Capitol Report
By State Representative, Leon D. Young
Last week was just another example of what has become an all too common occurrence: a chaotic news cycle week. However, the development that clearly captured the lion share of national news coverage was the impending onset and subsequent devastation associated with Hurricane Michael.
According to the National Weather Service, Hurricane Michael was the fiercest storm to hit Florida in a quarter-century and the third-most power to strike the U.S. mainland. The hurricane roared onto the Florida Panhandle with tree-snapping winds and towering waves. And when the mega-storm finally subsided, 35 people were left dead in its wake, and that number is projected to rise as hundreds are still unaccounted for.
Somewhat overlooked, in this extensive coverage of Hurricane Michael, was a newly released report by the Intergovernmental Panel on Climate Change, a group of scientists convened by the United Nations to guide world leaders, describes a world of worsening food shortages and wildfires, and a mass die-off of coral reefs as soon as 2040, a period well within the lifetime of much of the global population. The report was the first to be commissioned by world leaders under the Paris agreement, the 2015 pact by nations to fight global warming.
The authors found that if greenhouse gas emissions continue at the current rate, the atmosphere will warm up by as much as 2.7 degrees Fahrenheit (1.5 degrees Celsius) above preindustrial levels by 2040, inundating coastlines and intensifying droughts and poverty. Long-term average global temperatures have moved in one direction in the past 115 years: upward. The rise of 1.8 degrees Fahrenheit since the start of the Industrial Revolution has already led to more intense wildfire seasons and the melting of Arctic sea ice. Last year, 2017, was one of the hottest years on record and that was without El Niño, a shift in tropical Pacific weather patterns that is usually linked to record-setting heat and that contributed to record highs the previous two years.

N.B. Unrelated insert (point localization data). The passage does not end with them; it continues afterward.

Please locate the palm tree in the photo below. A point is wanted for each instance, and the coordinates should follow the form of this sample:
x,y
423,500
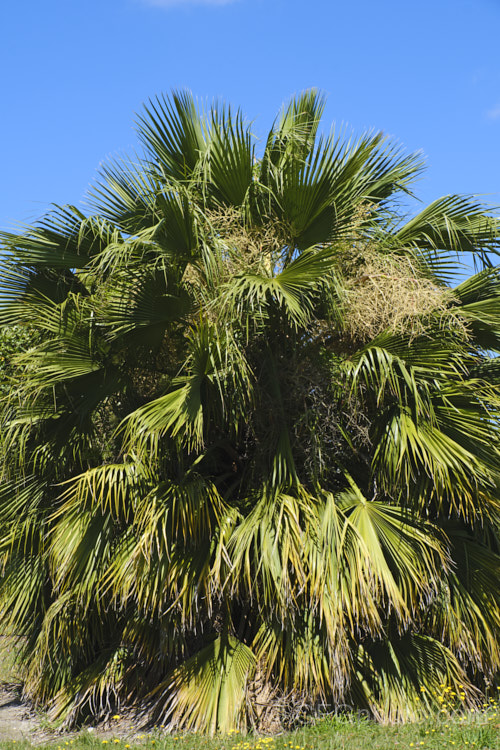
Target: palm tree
x,y
250,462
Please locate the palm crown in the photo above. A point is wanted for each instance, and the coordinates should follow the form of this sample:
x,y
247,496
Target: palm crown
x,y
252,454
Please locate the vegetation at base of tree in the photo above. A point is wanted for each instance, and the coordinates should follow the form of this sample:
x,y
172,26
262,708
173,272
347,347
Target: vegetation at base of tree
x,y
472,731
250,467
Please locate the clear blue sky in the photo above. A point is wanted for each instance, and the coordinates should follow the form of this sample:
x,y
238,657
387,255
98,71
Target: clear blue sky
x,y
74,73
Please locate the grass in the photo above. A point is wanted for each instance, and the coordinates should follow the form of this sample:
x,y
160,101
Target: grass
x,y
475,730
455,727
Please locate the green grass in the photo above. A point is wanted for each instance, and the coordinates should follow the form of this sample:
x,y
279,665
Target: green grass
x,y
478,730
454,728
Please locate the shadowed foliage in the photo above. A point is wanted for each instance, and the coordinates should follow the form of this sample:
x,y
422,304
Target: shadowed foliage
x,y
250,455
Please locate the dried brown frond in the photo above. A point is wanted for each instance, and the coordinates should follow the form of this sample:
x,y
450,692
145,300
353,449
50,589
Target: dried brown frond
x,y
387,292
246,245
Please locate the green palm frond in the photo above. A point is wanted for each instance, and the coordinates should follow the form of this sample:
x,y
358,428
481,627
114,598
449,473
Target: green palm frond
x,y
249,435
207,692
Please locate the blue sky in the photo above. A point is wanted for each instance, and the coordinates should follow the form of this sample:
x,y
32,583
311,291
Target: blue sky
x,y
74,74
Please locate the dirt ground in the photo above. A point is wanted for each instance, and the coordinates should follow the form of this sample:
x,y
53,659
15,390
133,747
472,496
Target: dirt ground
x,y
17,722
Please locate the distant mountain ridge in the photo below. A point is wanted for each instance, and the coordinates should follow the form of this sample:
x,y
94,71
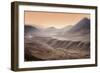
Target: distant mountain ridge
x,y
83,25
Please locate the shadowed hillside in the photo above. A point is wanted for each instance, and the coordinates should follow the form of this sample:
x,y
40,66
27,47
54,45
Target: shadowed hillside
x,y
71,42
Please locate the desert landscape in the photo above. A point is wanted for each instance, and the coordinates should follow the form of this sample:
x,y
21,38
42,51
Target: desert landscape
x,y
69,42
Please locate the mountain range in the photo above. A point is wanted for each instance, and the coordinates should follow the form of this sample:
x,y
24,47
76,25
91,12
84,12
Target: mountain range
x,y
70,42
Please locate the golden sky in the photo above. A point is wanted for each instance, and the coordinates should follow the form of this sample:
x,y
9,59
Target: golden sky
x,y
51,19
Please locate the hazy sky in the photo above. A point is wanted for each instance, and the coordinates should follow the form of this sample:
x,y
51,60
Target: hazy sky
x,y
51,19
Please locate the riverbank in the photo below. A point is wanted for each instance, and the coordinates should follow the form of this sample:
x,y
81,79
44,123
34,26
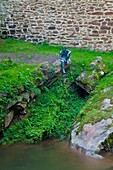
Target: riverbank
x,y
54,110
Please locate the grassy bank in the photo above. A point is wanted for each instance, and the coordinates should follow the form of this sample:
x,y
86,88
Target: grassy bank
x,y
55,109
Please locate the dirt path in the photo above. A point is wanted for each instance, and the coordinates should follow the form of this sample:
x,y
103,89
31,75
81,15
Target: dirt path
x,y
29,58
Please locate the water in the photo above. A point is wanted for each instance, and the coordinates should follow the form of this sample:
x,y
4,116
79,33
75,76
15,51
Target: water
x,y
49,155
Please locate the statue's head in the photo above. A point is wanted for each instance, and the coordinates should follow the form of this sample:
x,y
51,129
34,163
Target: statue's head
x,y
63,48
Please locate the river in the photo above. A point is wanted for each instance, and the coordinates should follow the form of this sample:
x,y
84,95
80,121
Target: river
x,y
49,155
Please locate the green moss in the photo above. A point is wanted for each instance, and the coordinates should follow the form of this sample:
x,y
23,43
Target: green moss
x,y
54,112
92,111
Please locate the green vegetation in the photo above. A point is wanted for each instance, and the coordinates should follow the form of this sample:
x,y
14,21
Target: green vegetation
x,y
93,110
55,109
51,115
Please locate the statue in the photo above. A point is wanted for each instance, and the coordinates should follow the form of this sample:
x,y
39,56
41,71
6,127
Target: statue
x,y
64,58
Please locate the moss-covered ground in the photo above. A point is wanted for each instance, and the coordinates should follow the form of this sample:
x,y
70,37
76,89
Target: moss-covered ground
x,y
57,108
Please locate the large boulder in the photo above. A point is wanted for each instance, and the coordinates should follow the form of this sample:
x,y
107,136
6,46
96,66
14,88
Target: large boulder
x,y
88,80
93,138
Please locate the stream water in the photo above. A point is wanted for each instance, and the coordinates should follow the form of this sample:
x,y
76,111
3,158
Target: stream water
x,y
50,155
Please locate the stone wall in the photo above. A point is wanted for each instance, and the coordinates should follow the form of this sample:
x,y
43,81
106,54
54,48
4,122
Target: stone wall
x,y
78,23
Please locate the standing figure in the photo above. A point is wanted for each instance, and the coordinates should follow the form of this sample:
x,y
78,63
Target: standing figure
x,y
64,58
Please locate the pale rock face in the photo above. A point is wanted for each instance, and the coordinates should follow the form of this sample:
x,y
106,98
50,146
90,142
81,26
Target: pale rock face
x,y
91,137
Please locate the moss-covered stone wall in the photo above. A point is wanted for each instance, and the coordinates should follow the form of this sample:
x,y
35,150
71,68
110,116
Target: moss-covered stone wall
x,y
79,23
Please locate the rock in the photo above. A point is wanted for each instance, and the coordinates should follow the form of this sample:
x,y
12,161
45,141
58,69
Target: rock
x,y
92,137
106,104
88,82
8,119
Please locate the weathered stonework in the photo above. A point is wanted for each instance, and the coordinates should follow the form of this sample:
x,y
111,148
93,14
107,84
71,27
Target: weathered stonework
x,y
78,23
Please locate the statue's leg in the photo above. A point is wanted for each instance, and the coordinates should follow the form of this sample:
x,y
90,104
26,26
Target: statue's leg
x,y
63,67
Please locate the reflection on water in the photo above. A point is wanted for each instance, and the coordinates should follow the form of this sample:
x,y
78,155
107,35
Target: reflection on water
x,y
49,156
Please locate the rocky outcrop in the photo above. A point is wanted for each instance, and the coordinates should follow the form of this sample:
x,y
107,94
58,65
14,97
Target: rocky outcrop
x,y
87,80
93,138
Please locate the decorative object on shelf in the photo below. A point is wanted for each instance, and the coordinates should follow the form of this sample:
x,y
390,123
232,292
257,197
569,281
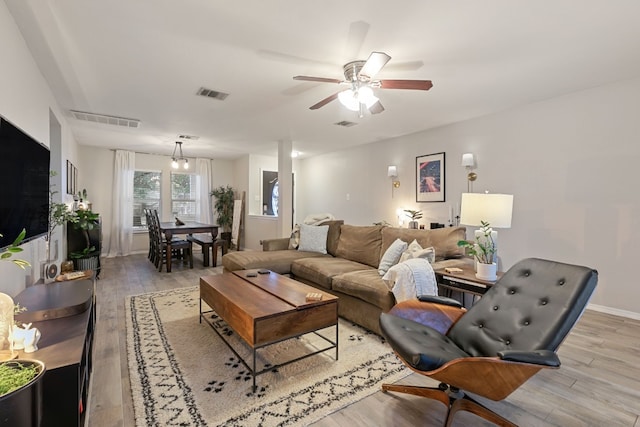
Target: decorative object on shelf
x,y
392,172
26,338
66,267
488,211
430,178
176,159
415,215
469,163
7,310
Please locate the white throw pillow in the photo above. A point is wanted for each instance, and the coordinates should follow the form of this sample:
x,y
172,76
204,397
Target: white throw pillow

Not surprisingly, Donald Trump has literally been all over the map when it comes to the exceedingly important issue of climate change. For years, Trump has asserted his long-held claim that global warming is a hoax.
Trump has mocked the science of human-caused climate change, has vowed to increase the burning of coal; and it’s been a year since Trump withdrew from the Paris climate agreement. And on Sunday in Brazil, the world’s seventh-largest emitter of greenhouse gas, voters appeared on track to elect a new President, Jair Bolsonaro, who has said he also plans to withdraw from the accord.
In the final analysis, the United Nations report left no doubt as to responsibility for a warming climate: “It is extremely likely that human influence has been the dominant cause of the observed warming since the mid-20th century.” There are no convincing alternative explanations supported by the observational evidence, the report said. And regrettably, what’s not being stressed—or reported—as often as it should, is the causative connection between the frequency of intense storms, such as Hurricane Michael, and the rapid advance of climate change.
This is an issue that can no longer be ignored because it impacts the entire planet.